In the Voting Rights Act case before the high court, Shelby County, Ala., is challenging the formula under which only some states, mostly in the South, are targeted and must get permission from the Justice Department or a federal court in Washington for any attempt to change voting procedures.
“What’s unique about Section 5 is that we’ve never (before) had a federal statute that singles out particular parts of the country for unique control by the federal government,” said New York University law professor Richard Pildes, a voting rights expert and a legal adviser to the 2008 Obama campaign.
Shelby County’s lawyers argue that the coverage formula, which relies on election data from the 1960s and 1970s to determine which places Section 5 applies to, is outdated.

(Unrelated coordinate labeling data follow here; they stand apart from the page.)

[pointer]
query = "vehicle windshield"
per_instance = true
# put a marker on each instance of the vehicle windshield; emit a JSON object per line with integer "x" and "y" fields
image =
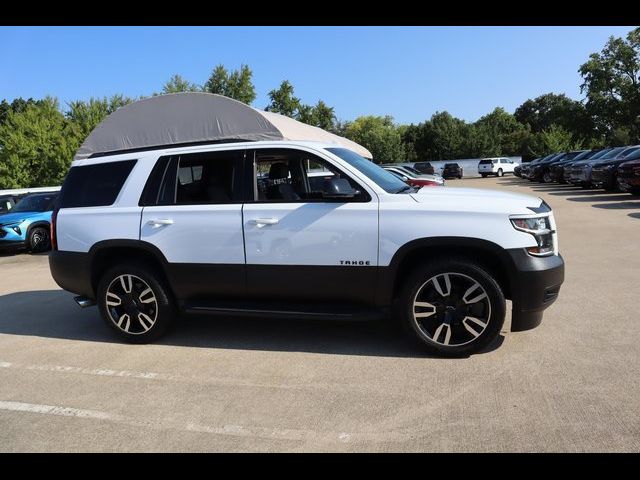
{"x": 613, "y": 153}
{"x": 35, "y": 203}
{"x": 383, "y": 178}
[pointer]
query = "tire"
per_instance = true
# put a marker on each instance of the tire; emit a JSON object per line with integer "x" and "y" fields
{"x": 122, "y": 284}
{"x": 39, "y": 239}
{"x": 449, "y": 331}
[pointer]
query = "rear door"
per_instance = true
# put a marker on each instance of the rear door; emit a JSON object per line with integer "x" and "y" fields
{"x": 195, "y": 220}
{"x": 300, "y": 245}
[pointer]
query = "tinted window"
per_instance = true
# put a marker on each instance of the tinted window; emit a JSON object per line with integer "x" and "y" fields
{"x": 94, "y": 185}
{"x": 202, "y": 178}
{"x": 36, "y": 203}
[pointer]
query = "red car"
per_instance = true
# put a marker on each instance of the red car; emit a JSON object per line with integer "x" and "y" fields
{"x": 629, "y": 177}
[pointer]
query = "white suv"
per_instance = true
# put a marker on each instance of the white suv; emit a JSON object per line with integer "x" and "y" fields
{"x": 244, "y": 228}
{"x": 496, "y": 166}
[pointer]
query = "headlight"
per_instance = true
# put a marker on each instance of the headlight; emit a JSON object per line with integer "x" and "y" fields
{"x": 541, "y": 229}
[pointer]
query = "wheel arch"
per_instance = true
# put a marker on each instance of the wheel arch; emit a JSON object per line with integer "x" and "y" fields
{"x": 487, "y": 254}
{"x": 107, "y": 253}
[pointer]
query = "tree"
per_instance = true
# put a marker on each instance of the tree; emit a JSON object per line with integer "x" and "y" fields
{"x": 378, "y": 134}
{"x": 177, "y": 84}
{"x": 552, "y": 109}
{"x": 499, "y": 133}
{"x": 324, "y": 116}
{"x": 611, "y": 80}
{"x": 283, "y": 101}
{"x": 36, "y": 146}
{"x": 555, "y": 139}
{"x": 236, "y": 84}
{"x": 86, "y": 115}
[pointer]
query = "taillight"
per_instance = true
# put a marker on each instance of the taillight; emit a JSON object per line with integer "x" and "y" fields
{"x": 54, "y": 240}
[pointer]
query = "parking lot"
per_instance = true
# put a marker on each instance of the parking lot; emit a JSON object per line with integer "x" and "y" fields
{"x": 269, "y": 385}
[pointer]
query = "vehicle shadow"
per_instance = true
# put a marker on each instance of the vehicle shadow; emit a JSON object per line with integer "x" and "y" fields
{"x": 618, "y": 205}
{"x": 601, "y": 198}
{"x": 54, "y": 314}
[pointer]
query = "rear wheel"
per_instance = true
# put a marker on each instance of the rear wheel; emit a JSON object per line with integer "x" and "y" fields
{"x": 39, "y": 240}
{"x": 135, "y": 303}
{"x": 451, "y": 307}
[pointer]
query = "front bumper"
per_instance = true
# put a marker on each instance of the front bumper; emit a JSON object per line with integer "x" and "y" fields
{"x": 535, "y": 285}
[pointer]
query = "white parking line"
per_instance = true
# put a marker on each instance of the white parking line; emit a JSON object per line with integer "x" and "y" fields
{"x": 229, "y": 430}
{"x": 55, "y": 410}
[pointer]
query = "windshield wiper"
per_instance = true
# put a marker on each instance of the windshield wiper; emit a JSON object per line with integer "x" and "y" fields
{"x": 404, "y": 189}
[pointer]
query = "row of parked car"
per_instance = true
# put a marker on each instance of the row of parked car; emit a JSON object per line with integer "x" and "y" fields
{"x": 25, "y": 221}
{"x": 613, "y": 168}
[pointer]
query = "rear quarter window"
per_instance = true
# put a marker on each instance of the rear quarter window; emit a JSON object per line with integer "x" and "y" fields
{"x": 94, "y": 185}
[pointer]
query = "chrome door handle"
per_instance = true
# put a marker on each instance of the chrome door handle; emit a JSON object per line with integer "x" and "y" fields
{"x": 264, "y": 221}
{"x": 157, "y": 222}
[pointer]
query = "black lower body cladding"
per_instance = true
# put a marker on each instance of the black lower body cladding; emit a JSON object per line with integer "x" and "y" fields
{"x": 534, "y": 282}
{"x": 535, "y": 285}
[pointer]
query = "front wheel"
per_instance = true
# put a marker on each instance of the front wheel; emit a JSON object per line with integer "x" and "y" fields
{"x": 39, "y": 240}
{"x": 452, "y": 307}
{"x": 135, "y": 303}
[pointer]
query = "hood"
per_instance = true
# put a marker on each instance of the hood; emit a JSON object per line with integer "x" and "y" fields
{"x": 476, "y": 200}
{"x": 11, "y": 217}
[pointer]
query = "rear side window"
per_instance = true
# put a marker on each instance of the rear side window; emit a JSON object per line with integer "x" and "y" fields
{"x": 94, "y": 185}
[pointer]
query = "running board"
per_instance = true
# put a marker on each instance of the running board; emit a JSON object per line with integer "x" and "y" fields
{"x": 347, "y": 313}
{"x": 84, "y": 302}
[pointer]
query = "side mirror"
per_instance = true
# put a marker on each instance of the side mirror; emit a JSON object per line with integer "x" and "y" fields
{"x": 338, "y": 188}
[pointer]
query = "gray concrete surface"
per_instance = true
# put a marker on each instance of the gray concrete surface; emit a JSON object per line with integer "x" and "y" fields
{"x": 250, "y": 385}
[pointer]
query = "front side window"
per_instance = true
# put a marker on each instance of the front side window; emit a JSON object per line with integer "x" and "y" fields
{"x": 285, "y": 175}
{"x": 384, "y": 179}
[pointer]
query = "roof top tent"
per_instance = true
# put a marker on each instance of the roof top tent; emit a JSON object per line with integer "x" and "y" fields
{"x": 196, "y": 117}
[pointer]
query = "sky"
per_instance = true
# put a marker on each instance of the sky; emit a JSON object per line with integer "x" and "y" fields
{"x": 406, "y": 72}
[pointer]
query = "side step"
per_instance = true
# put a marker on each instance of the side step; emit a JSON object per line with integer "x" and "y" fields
{"x": 84, "y": 302}
{"x": 280, "y": 310}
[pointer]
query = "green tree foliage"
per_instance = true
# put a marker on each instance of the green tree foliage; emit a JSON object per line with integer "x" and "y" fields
{"x": 555, "y": 139}
{"x": 552, "y": 109}
{"x": 85, "y": 115}
{"x": 36, "y": 146}
{"x": 177, "y": 84}
{"x": 283, "y": 101}
{"x": 611, "y": 81}
{"x": 378, "y": 134}
{"x": 236, "y": 84}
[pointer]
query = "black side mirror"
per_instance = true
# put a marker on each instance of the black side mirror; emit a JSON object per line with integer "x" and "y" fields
{"x": 338, "y": 188}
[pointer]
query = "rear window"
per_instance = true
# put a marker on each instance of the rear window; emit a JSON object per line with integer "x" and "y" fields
{"x": 94, "y": 185}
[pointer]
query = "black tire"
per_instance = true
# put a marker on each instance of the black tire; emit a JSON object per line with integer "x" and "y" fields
{"x": 164, "y": 307}
{"x": 457, "y": 268}
{"x": 39, "y": 239}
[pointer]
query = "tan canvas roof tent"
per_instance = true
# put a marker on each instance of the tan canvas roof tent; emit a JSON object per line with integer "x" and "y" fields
{"x": 196, "y": 117}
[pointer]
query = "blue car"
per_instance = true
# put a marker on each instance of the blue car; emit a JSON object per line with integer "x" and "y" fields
{"x": 27, "y": 225}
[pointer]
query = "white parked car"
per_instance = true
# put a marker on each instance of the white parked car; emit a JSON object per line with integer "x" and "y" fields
{"x": 496, "y": 166}
{"x": 229, "y": 227}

If the court does strike down Section 5, “the most likely way they’ll do it is to go after the coverage formula,” Steven Shapiro, legal director at the American Civil Liberties Union, told the American Constitution Society meeting. “If the court goes down that road – and I hope they do not – the important takeaway is that’s not the end of the game. That just puts it all back on Congress’s hands.”